We found a cuddly proto-orgy happening in one of the hotel rooms. I got naked and started giving people massage to join in. Soon GQP was down to bra and fake breasts, I was hair-pulling and biting, HTC started to get involved - but then lost interest. I told GQP to leave bra on, but it eventually came off. Suddenly, I realized that the hairy legs I had caught a glimpse of under the dress peeking over the tops of the boots that had been SUCH a turn-on were no longer appealing now that GQP looked like any other naked hairy man. Kissing became uncomfortable. I had no interest in anything other than giving pain and sensation play. Luckily GQP was very subby and seemed completely okay with it. Even interest in that was fading after a while and I was glad when the other couple left in the room asked us to give them some private space and I had an excuse to get dressed and leave. I felt incredibly shallow as I realized that if the dress had stayed on I would have willingly - HAPPILY - done so much more. Attraction can be so arbitrary. Or maybe that's just me!

Later that same night I was part of another cuddly threesome with the same HTW and a gorgeous cis-gendered woman (CGW) that, up until that very moment, I thought I had not been attracted to. As she invited me to cuddle with her and told me how much she appreciated my presence I realized that what I thought was lack of attraction had actually been fear of rejection. She is very stereotypically beautiful in that head-cheerleader kind of way, incredibly intelligent, and I didn't expect her to invite me into her circle. CGW, HTW and I spent most of the next two days together sharing, bonding, and I think it ended up being a very healing experience for all of us. Sex and sensuality blended into just holding and loving.

Such a contrast. To have the first experience end within hours of the second one beginning has made the lesson even clearer to me: I need to slow down and listen more to what is right in the moment instead of trying to create what I think I want. I need to reserve judgement of others and stop assuming that I know how they feel about me.

Wednesday, February 16, 2011

Valentine's Day


My Valentine's Day date told me, as we climbed the stairs to Coit Tower, that he didn't understand why I wasn't an Internet celebrity already. I told him it was because I am far too boring.

I've been dating this one for a couple months. We met last Halloween at a party hosted by a polyamorous co-housing community in the South Bay.
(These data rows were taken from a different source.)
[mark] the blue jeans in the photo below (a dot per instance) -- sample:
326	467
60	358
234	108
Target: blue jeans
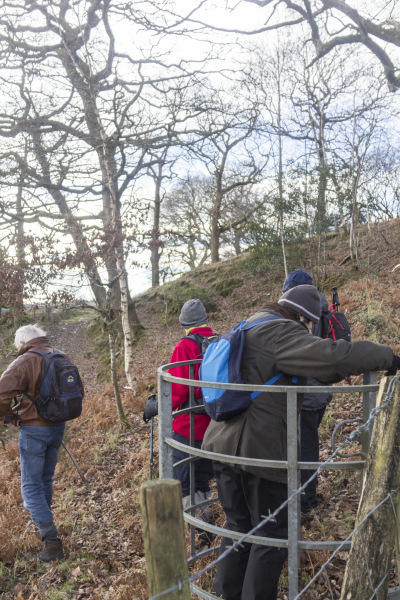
38	450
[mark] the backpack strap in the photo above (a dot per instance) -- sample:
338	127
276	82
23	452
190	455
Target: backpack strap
195	337
43	355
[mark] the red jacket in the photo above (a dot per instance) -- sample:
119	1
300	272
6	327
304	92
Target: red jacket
187	349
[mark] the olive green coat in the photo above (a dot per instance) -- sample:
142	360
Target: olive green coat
285	346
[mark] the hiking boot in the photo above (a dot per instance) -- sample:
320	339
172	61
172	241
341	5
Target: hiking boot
52	550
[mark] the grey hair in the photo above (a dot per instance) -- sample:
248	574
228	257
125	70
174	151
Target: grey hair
26	333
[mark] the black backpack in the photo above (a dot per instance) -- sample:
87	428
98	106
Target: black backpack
334	323
60	394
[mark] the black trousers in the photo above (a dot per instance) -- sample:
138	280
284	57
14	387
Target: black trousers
252	571
309	422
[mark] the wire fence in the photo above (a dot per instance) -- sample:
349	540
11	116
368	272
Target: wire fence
362	431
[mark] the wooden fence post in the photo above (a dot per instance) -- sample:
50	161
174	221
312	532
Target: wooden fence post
164	538
373	543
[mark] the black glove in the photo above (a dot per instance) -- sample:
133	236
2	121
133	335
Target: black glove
395	366
151	408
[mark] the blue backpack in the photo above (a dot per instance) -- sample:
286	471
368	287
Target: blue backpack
221	363
60	393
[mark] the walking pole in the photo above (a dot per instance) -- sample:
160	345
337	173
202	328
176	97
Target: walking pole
151	448
68	451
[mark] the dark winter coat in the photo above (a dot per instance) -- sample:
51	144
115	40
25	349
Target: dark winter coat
286	346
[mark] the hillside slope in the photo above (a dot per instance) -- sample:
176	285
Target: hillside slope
100	523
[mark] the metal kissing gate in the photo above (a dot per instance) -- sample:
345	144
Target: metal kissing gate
293	466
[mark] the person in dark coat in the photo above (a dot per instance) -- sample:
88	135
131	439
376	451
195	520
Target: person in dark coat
314	405
247	493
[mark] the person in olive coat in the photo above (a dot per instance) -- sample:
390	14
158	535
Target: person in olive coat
313	407
248	493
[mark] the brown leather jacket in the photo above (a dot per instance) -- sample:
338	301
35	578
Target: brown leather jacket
23	374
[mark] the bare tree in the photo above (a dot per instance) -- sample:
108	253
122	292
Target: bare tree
83	99
332	24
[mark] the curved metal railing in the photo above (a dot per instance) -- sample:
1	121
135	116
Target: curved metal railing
293	466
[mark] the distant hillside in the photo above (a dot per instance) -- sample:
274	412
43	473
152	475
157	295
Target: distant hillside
234	289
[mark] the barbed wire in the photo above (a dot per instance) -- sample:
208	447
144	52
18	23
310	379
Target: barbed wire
349	438
344	542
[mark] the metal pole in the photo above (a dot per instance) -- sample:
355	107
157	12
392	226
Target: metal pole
191	464
369	402
165	427
151	447
294	503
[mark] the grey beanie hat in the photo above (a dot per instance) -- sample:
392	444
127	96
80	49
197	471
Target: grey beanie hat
305	300
193	314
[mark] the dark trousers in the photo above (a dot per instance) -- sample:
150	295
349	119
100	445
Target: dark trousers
251	572
203	468
309	422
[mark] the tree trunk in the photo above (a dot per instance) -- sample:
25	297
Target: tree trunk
114	380
19	303
155	237
374	541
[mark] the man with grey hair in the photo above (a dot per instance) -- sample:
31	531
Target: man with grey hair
39	439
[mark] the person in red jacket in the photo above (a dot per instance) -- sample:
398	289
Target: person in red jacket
194	319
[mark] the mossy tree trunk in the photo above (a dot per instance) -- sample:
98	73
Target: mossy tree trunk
374	541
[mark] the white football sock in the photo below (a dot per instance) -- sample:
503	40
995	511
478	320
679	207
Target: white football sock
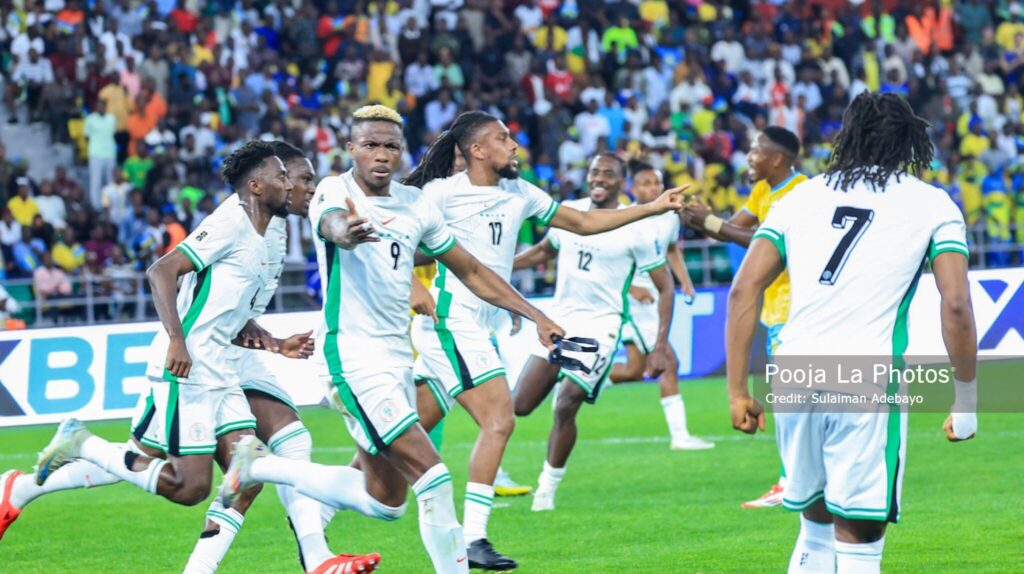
341	487
112	457
859	559
438	527
213	544
294	442
550	479
675	415
814	553
479	499
79	474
I was dressed in a German barmaid's outfit wearing my strap-on (with a pretty purple dildo I had borrowed from an erotic clown because it matched my skirt) under the fluffy black petticoat. I was there with my boyfriend, one of his other girlfriends, and her "partner-with-benefits" who looks exactly like Abraham Lincoln.

Boyfriend, his girlfriend and I were all on very friendly cuddling terms and made a happy puppy pile in front of the fireplace. He-who-was-to-become-my-Valentine's-date was lounging in a giant armchair and caught sight of the dildo under the skirt. He had many questions - most of them technical in nature - about use, sensation for giver and receiver, technique...

Boyfriend, his girlfriend, and I moved on to the hot tub. It was a small 4-6 seater. We soon had 12 people squeezed in. I ended up in the lap of a cute young boy while someone attacked my neck and shoulders with deep, hard bites. Another man asked if there was anything he could do for me, so I directed him to massage my back as I was getting bitten and put my feet in the lap of the woman across from me - which she was kind enough to massage. He-who-was-to-become-my-Valentine's-date joined the tub. It came out that I was a certified massage therapist and he started asking technical questions about musculoskeletal anatomy and massage technique. I made a valiant effort to answer coherently through the delicious haze created by teeth, deep effluerage, and warm water. The back massager offered me a tour of the SF Bay in his sailboat, which I ultimately turned down. The biter and I scheduled an impact play session together. He-who-was-to-become-my-Valentine's-date and I made an appointment to trade massage a couple weeks later.